Some days, or up to a week after mating, the female makes the egg sac into which she places the eggs and during that process, the eggs are made fertile. The egg sac is usually somewhere up high but, remarkably, the Golden Orb Weaver (Nephila pilipes) buries her eggs.
Wolf Spiders are protective and carry their young on their back for several days and some Huntsman spiders escort their young away from their territory but most spiders do not practice any maternal care and abandon their eggs once they are laid safely hidden.
After several weeks, the spiderlings, now dark in colour and having moulted once in the egg sac, chew a hole in the egg sac and emerge to moult once or twice before drifting off on the wind to hunt for themselves.
These spiders explore many different and remarkable hunting behaviours.
Black-ant-mimicking Jumping spider.
Monkey-faced Jumping Spider.
Some sit and wait in burrows in the ground or in the web, some look or smell just like ants or weevils, some wander freely at night (mostly), while others rely on excellent camouflage to conceal their presence. Some behave like sticks or have bodies as hard as rock and, as David, take on Goliath-like spiders.
The two most diverse groups are spiders that use their webs to hunt and the Jumping Spiders.
Webs that spiders build to hunt are remarkably diverse but many are based around a circle of silk, using several different kinds of silk. In some, the circle is adorned by intricate shapes. In others, the circle is modified strongly into a sheet or dome as in Money spiders (Linyphiidae) or Dome web spiders (Cyrtophora moluccensis).
Some build large sticky webs which may be yellow as an additional attraction. In some, the web smells like a female moth and attracts the male, in others the silk smells like rotting fruit or faeces and attracts flies.
Jumping spiders, on the other hand, use little web but have developed telephoto eyesight second only to the great eagles. With this excellent vision and ability to jump many times their body length, many brightly coloured and amazing species of Jumping spiders have evolved.

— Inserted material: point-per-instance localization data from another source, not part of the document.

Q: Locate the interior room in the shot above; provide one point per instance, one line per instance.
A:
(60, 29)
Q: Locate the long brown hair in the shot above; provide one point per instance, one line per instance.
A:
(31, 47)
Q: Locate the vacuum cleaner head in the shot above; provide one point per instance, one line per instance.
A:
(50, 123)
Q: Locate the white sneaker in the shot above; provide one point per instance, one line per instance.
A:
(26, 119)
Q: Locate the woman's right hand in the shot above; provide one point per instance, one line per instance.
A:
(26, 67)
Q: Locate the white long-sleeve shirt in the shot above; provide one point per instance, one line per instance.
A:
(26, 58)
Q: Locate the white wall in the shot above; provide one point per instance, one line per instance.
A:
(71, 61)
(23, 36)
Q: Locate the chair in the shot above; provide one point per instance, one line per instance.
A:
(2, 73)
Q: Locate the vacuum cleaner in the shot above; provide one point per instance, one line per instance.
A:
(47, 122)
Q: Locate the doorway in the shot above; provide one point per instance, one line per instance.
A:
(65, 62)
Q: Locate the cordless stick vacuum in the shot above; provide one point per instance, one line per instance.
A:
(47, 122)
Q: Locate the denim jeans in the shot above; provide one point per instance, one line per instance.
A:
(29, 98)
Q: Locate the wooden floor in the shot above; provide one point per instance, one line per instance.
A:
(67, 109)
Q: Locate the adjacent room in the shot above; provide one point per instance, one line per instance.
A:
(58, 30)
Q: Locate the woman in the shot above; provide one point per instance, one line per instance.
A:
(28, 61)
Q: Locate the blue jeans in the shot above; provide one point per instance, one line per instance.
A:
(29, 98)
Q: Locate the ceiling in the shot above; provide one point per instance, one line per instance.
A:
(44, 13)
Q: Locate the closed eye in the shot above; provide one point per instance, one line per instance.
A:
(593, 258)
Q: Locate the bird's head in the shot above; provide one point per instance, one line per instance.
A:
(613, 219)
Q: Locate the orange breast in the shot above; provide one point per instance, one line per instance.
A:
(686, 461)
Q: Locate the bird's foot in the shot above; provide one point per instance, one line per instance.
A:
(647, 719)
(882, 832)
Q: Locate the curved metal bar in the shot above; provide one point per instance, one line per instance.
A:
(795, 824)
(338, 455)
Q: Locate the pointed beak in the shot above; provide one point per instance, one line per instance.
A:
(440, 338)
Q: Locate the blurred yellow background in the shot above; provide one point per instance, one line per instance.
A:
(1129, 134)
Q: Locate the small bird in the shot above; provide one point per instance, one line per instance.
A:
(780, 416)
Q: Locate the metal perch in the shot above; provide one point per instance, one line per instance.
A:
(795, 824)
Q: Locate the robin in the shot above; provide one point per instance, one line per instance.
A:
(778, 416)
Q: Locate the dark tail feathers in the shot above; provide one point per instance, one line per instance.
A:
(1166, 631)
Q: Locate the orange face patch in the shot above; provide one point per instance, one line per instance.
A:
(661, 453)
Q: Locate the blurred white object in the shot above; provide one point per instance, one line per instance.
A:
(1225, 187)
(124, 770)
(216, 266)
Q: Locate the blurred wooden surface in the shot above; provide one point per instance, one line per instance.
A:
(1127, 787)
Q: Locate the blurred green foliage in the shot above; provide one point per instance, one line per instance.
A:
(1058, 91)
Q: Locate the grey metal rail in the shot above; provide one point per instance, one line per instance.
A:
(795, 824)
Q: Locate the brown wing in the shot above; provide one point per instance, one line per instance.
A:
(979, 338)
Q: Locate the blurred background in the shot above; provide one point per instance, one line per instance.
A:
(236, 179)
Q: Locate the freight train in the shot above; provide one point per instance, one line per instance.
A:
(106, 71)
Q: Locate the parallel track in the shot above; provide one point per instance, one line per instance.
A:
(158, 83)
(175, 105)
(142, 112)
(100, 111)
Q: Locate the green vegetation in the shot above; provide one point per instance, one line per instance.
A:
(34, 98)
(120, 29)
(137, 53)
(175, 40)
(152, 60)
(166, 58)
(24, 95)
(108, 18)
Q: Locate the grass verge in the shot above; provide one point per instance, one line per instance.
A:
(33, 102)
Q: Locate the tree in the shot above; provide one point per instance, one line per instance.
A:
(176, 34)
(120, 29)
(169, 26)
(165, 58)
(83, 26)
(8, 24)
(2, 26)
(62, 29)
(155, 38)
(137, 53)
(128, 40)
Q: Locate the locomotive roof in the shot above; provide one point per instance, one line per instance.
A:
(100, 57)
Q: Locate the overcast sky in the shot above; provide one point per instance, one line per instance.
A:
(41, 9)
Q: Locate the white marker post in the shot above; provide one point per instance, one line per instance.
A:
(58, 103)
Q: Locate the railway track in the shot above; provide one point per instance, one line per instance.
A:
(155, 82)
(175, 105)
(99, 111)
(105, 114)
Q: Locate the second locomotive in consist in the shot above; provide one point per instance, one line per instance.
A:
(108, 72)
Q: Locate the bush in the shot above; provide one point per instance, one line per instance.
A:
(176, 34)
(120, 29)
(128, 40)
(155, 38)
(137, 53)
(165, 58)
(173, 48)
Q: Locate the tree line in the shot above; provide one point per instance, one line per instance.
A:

Probably one of the most common predators of spiders is spiders themselves. Cannibalism is common. As the young develop, brother will eat brother and older spider will eat younger.
Web building spiders are often taken by birds and ground hunting ones by lizards.
Large Spider Wasps (Pompilidae) are diverse both in the size range of the spiders that they hunt and the range of families. Often, the wasp, needing its prey compact to provision the nest for its young or even simply to fly with the spider, will cut the spiders' legs off.
White-tailed spiders (Lampona species, family Lamponidae), special flies (Acroceridae), threadworms and Gordian worms and even fungi which infect the spiders are amongst some of the more insidious causes of spider death.